State medical authorities don’t tally deaths or injuries by the type of doctor involved. In any event, many plastic surgery patients are, like Joan, too embarrassed to file formal complaints.
“A doctor may be good and well trained in his or her specialty, but it takes more than a weekend seminar to achieve mastery in plastic surgery,” said Dr. Joel Aronowitz, a plastic surgeon in Los Angeles who is also a clinical assistant professor at the University of Southern California.
He noted that aspiring cosmetic surgeons may attend weekend continuing medical education courses, some held aboard cruise ships, in which they are taught to perform Botox and filler injections, liposuction and breast augmentation. The courses are often taught by physicians who themselves are not certified by the American Board of Plastic Surgery, he said.
Many such physicians claim certification by boards that have names similar to the American Board of Plastic Surgery but are not endorsed by the American Board of Medical Specialties. “They have lower requirements and are not as rigorous,” Dr. Aronowitz said. “There’s a reason they are not recognized boards.”

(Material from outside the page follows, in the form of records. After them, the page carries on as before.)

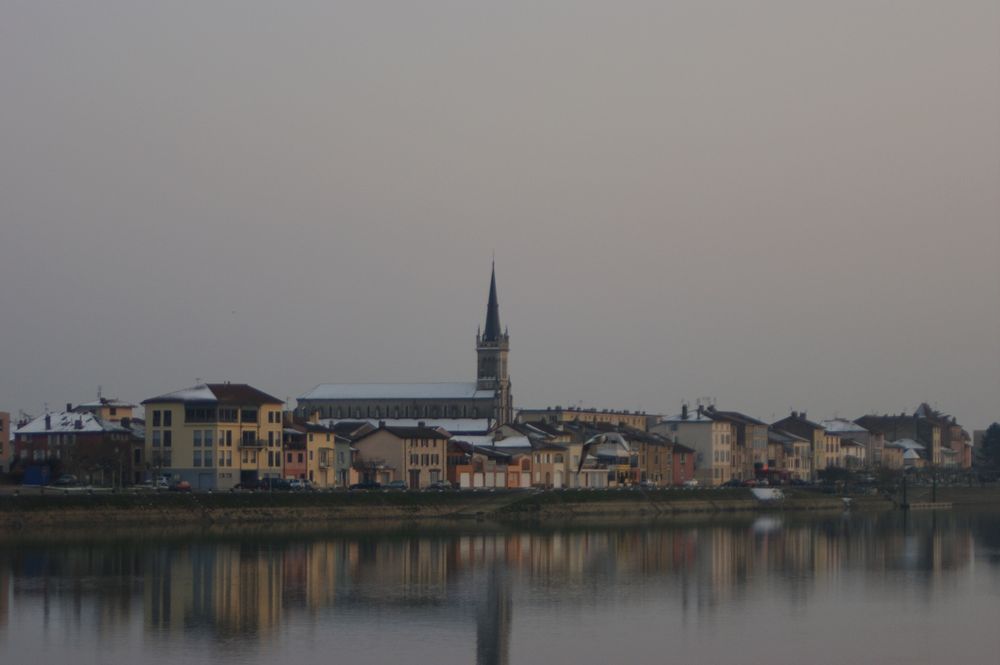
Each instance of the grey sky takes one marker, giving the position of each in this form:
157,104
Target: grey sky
775,203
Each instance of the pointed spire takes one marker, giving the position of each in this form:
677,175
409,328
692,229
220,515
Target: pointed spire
492,330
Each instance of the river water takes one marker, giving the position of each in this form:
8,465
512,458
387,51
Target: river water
880,588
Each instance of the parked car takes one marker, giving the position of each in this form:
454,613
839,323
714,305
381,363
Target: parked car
66,480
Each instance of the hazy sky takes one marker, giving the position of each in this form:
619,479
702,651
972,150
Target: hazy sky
776,203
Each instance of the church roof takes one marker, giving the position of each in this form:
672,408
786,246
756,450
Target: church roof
397,391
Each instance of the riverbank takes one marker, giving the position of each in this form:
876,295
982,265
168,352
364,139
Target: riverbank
350,509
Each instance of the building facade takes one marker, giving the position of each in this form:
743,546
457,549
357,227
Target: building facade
214,435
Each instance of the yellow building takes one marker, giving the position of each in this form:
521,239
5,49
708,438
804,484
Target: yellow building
713,439
556,415
214,435
414,455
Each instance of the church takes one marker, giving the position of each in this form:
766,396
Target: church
488,396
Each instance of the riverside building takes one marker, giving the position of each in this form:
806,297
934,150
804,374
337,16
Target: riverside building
489,396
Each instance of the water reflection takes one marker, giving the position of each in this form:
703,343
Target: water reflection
436,589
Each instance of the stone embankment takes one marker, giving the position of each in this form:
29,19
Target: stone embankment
351,509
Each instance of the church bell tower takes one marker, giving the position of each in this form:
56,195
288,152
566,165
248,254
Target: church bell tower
492,347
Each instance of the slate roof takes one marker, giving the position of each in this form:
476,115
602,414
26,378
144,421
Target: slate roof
410,433
68,422
218,393
842,426
453,425
397,391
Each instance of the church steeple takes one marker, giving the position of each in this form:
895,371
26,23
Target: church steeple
492,347
492,331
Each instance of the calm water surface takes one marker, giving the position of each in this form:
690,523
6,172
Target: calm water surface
840,589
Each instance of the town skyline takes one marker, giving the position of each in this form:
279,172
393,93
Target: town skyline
780,208
706,399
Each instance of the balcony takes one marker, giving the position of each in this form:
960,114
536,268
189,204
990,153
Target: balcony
252,442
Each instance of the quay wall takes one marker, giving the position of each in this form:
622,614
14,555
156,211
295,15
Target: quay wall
351,509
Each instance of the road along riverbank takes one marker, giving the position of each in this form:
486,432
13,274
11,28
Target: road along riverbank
151,509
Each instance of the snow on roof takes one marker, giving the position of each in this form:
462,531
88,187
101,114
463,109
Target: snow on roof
452,425
840,425
692,417
348,391
117,403
64,421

Dr. Cuzalina said that lobbying by plastic surgeons prevented groups like his from joining the medical specialties board.
Dr. John Santa, an internist and director of Consumer Reports’ Health Ratings Center, which rates hospitals and gives advice on choosing doctors, advised that prospective patients check state medical boards for any disciplinary actions, and also to see whether a doctor has full operating, privileges at a given hospital.
“Above all, I think common sense is in order,” he said. “I would be suspicious of anyone who is operating way outside his or her specialty area, and always get a second opinion.
“When there’s no insurance involved,” he added, “it’s really the Wild West and there’s no sheriff in town.”